Sonuç itibariyle, profesyonel futbol faaliyetinin profesyonel futbolcu bedeninde meydana getirebileceği tahribat, Anayasa’nın 2. maddesi uyarınca sosyal devlet olmanın gereklilikleri ve açık normatif düzenlemeler karşısında, tarafımızca hukuka aykırı olduğu değerlendirilen bu Talimat değişikliğinin TFF tarafından tekrardan ele alınması ve hukukçular ve uygulayıcılar bakımından tartışmalı hususların açıklığa kavuşturulması gerekmektedir.
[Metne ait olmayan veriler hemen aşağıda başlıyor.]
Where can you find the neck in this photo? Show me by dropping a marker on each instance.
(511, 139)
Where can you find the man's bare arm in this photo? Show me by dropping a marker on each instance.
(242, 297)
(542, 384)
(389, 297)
Bahsi geçen düzenlemenin üst normlar ile uyumlu hale getirilmesi ve belki de en doğrusu, değişiklikten önceki haline getirilmesi tarafımızca önerilmektedir. Düzenlemenin bu haliyle bırakılması, profesyonel futbolcuların sosyal güvenlik haklarının ihlaline açık kapı bırakmaktadır. Talimatta değişiklik yapılmaması veyahut bu değişikliğin TFF tarafından açıklanmaması, profesyonel futbolun desteklenmesi ve spor ile sporcunun korunması bakımından ciddi tehlikeler barındırmakta ve halihazırda kayda değer mağduriyetler yaratmaktadır.